On ne souffre pas de ses vices, on souffre seulement de ne pouvoir s’y résigner. Je connus tous les sophismes de la passion ; je connus aussi tous les sophismes de la conscience. Les gens se figurent qu’ils réprouvent certains actes parce que la morale s’y oppose ; en réalité, ils obéissent (ils ont le bonheur d’obéir) à des répugnances instinctives. J’étais frappé, malgré moi, par l’extrême insignifiance de nos fautes les plus graves, par le peu de place qu’elles tiendraient dans notre vie, si nos remords n’en prolongeaient la durée. Notre corps oublie comme notre âme ; c’est peut-être ce qui explique, chez certains d’entre nous, les renouvellements d’innocence, Je m’efforçais d’oublier ; j’oubliais presque. Puis, cette amnésie m’épouvantait. Mes souvenirs, me paraissant toujours incomplets, me suppliciaient davantage. Je me jetais sur eux pour les revivre.
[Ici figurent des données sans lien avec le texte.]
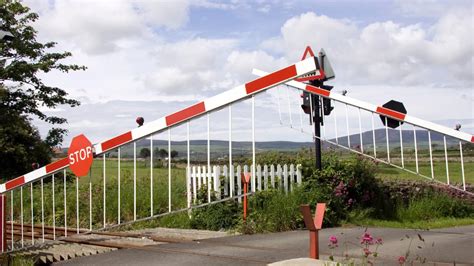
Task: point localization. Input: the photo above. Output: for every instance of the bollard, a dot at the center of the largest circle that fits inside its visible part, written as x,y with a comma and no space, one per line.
245,180
313,226
3,231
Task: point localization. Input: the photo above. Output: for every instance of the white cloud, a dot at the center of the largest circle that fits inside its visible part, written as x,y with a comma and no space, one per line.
383,52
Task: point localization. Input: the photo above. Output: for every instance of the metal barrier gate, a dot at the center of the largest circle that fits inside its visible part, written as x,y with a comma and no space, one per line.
119,192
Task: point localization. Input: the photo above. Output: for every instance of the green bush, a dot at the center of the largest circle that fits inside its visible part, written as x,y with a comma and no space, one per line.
273,211
432,206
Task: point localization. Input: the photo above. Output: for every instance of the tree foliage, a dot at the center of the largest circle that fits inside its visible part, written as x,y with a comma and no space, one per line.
23,94
145,153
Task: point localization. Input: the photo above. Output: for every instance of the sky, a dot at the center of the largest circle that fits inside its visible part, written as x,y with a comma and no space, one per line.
151,58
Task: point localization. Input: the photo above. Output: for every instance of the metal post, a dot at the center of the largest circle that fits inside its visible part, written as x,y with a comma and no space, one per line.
134,181
42,210
231,171
317,131
118,185
77,204
151,175
32,215
65,202
169,169
253,143
3,232
188,167
208,159
104,192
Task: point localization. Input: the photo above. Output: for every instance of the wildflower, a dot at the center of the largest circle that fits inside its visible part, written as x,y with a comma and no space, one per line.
401,260
367,252
367,239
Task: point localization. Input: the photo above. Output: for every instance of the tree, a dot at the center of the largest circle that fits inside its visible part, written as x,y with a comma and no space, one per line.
23,93
145,153
163,153
173,154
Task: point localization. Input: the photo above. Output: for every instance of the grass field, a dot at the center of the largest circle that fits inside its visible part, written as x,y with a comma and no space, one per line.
143,191
178,189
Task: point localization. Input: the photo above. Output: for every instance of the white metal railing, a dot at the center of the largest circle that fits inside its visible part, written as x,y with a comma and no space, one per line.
225,182
452,162
56,204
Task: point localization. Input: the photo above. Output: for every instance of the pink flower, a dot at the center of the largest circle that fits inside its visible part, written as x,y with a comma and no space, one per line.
367,239
367,252
401,260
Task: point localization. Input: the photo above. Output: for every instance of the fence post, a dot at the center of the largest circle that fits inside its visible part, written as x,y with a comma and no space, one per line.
3,231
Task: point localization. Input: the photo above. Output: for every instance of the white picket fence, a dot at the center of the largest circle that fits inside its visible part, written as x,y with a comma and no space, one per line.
227,183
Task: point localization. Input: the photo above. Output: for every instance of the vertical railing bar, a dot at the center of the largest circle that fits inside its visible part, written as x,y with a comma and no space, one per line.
321,99
151,175
32,215
278,99
65,201
11,220
253,143
373,136
208,158
21,215
231,174
416,149
360,132
134,181
289,105
401,143
446,159
431,154
188,167
118,186
54,208
335,124
386,137
301,119
42,210
169,169
311,115
347,126
90,200
462,167
104,190
77,204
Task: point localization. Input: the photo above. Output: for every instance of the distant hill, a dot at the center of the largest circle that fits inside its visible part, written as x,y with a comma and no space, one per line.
220,148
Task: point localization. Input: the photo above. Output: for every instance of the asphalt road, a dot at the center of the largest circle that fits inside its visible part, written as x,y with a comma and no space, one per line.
440,247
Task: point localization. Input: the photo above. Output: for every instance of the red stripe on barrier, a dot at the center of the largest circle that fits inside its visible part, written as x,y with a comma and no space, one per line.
114,142
15,182
185,113
389,112
57,165
270,79
318,91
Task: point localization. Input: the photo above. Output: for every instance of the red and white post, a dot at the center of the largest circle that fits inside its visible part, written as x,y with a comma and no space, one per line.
313,226
3,231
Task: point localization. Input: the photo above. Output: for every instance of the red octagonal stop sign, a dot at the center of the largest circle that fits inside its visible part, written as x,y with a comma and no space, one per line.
80,155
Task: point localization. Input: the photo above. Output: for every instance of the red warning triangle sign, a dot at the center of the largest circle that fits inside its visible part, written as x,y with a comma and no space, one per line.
306,52
316,75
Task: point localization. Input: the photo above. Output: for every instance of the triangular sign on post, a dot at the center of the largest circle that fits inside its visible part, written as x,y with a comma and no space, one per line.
307,51
316,75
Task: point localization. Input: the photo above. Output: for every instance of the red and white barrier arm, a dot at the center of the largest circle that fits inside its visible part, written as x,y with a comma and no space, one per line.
214,103
377,109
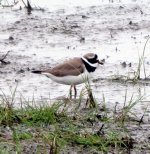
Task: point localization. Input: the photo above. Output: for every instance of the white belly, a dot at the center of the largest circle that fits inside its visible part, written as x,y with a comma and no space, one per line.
70,80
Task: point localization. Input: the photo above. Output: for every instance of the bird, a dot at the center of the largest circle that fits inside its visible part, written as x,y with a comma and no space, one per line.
73,71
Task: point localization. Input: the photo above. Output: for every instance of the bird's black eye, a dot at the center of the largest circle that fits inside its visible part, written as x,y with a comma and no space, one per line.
93,60
96,57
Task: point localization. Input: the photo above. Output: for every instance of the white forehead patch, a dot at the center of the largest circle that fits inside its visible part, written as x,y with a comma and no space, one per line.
92,65
91,56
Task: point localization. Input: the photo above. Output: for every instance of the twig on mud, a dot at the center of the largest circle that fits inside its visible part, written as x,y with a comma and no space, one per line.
100,132
2,60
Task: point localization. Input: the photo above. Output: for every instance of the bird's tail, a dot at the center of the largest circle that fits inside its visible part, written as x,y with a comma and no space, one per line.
37,72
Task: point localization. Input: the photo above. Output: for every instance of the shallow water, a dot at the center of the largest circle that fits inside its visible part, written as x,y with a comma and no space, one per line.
117,32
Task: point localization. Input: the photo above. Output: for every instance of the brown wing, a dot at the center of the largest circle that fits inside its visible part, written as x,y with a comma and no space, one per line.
71,67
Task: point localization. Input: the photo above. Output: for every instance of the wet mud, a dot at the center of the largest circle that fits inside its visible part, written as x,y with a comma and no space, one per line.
116,32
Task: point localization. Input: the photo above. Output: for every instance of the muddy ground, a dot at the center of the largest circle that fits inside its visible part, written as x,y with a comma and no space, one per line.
117,32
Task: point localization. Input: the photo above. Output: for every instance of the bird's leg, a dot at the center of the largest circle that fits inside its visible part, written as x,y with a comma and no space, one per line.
75,91
70,92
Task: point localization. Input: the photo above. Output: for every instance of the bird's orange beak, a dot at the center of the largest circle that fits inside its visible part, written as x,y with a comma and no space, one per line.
101,62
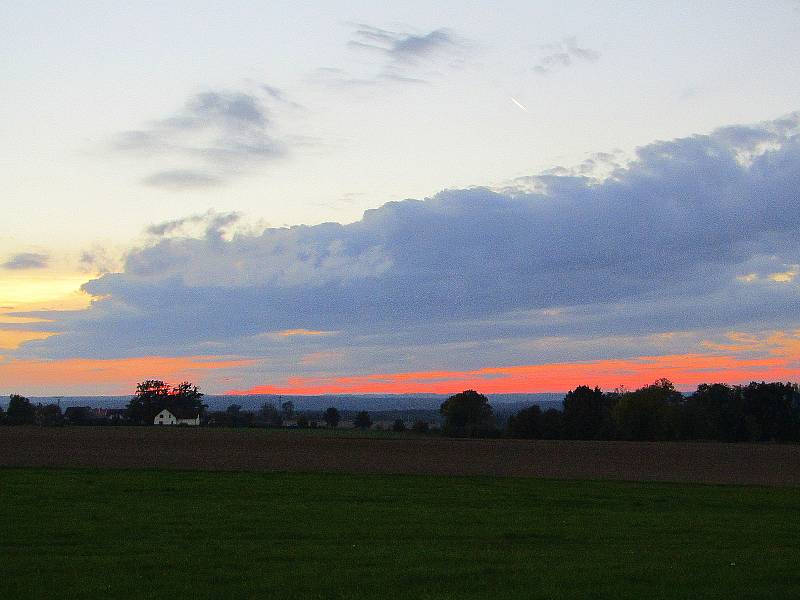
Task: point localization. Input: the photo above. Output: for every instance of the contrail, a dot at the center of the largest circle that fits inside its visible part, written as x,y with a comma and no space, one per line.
518,103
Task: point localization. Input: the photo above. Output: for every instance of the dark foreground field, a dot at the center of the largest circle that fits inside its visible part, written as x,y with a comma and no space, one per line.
322,451
154,534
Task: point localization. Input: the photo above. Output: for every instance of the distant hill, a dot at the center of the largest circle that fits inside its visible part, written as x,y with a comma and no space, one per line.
502,403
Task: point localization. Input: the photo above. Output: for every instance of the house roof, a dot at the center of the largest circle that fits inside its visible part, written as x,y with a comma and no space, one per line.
182,413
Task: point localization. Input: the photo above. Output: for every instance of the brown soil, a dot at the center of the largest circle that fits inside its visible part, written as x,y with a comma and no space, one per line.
249,450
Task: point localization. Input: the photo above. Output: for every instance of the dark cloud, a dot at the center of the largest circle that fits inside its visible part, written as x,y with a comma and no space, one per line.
97,260
213,224
217,135
693,233
27,260
563,54
400,56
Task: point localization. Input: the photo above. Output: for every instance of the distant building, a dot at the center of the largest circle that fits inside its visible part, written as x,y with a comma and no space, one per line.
176,417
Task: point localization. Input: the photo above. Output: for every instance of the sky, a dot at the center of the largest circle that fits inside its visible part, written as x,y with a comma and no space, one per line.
337,197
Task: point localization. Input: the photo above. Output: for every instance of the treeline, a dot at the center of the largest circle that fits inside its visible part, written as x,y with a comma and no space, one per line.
755,412
744,413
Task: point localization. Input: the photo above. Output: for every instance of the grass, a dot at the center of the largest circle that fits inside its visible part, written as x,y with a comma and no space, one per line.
148,534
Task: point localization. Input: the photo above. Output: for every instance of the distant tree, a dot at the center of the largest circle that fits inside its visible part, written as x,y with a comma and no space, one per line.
552,424
587,414
772,411
420,426
331,416
20,411
362,420
187,397
650,413
48,415
235,416
151,398
467,413
715,412
270,415
527,423
287,408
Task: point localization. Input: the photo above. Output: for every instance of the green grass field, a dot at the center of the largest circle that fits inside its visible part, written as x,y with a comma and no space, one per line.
146,534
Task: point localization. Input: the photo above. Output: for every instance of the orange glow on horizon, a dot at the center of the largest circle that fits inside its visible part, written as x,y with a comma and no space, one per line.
684,370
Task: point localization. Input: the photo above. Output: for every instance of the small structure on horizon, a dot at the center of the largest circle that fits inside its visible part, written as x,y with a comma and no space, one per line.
176,416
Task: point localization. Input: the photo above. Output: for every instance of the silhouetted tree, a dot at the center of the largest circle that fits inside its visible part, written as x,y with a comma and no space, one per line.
188,398
467,413
149,400
153,396
552,424
420,426
20,411
362,420
48,415
587,414
649,413
772,411
270,415
331,416
527,423
715,412
287,408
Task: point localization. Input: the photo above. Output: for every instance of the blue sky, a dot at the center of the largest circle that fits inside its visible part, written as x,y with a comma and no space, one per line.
617,179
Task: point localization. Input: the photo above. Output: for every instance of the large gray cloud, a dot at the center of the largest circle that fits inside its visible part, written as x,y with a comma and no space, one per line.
216,136
694,233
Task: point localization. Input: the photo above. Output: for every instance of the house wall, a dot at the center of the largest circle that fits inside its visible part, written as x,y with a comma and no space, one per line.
164,419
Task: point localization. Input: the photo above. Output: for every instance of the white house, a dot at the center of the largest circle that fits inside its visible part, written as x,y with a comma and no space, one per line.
176,417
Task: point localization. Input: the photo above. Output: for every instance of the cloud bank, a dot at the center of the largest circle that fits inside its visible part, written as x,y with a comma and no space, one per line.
216,136
563,54
697,234
26,260
399,56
Je me désespérais qu’ils pâlissent. Je n’avais qu’eux pour me dédommager du présent, de l’avenir auxquels je renonçais. Il ne me restait pas, après m’être interdit tant de choses, le courage de m’interdire mon passé.

Je vainquis. À force de rechutes misérables et de plus misérables victoires, j’arrivai à vivre une année tout entière comme j’aurais désiré avoir vécu toute ma vie. Mon amie, il ne faut pas sourire. Je ne veux pas exagérer mon mérite : avoir du mérite à s’abstenir d’une faute, c’est une façon d’être coupable. On dirige quelquefois ses actes ; on dirige moins ses pensées ; on ne dirige pas ses rêves. J’eus des rêves. Je connus le danger des eaux stagnantes. Il semble qu’agir nous absolve. Il y a quelque chose de pur, même dans un acte coupable, comparé aux pensées que nous nous en formons. Mettons, si vous voulez, de moins impur, et disons que cela tient à ce je ne sais quoi de médiocre qu’a toujours la réalité. Cette année, où je ne commis, je vous l’assure, rien de répréhensible, fut troublée de plus de hantises que toute autre, et de hantises plus basses. On eût dit que cette plaie, fermée trop vite, se fût rouverte dans l’âme et finît par l’empoisonner. Il me serait facile de faire un récit dramatique, mais ni vous ni moi ne nous intéressons aux drames, – et il est bien des choses qu’on exprime davantage en ne les disant pas. Ainsi, j’avais aimé la vie. C’était au nom de la vie, je veux dire de mon avenir, que je m’étais efforcé de me reconquérir sur moi-même. Mais on hait la vie quand on souffre. Je subis les obsessions du suicide, j’en subis d’autres, plus abominables. Je ne voyais plus, dans les plus humbles objets de la vie journalière, que l’instrument d’une destruction possible. J’avais peur des étoffes, parce qu’on peut les nouer ; des ciseaux, à cause de leurs pointes ; surtout, des objets tranchants. J’étais tenté par ces formes brutales de la délivrance : je mettais une serrure entre ma démence et moi.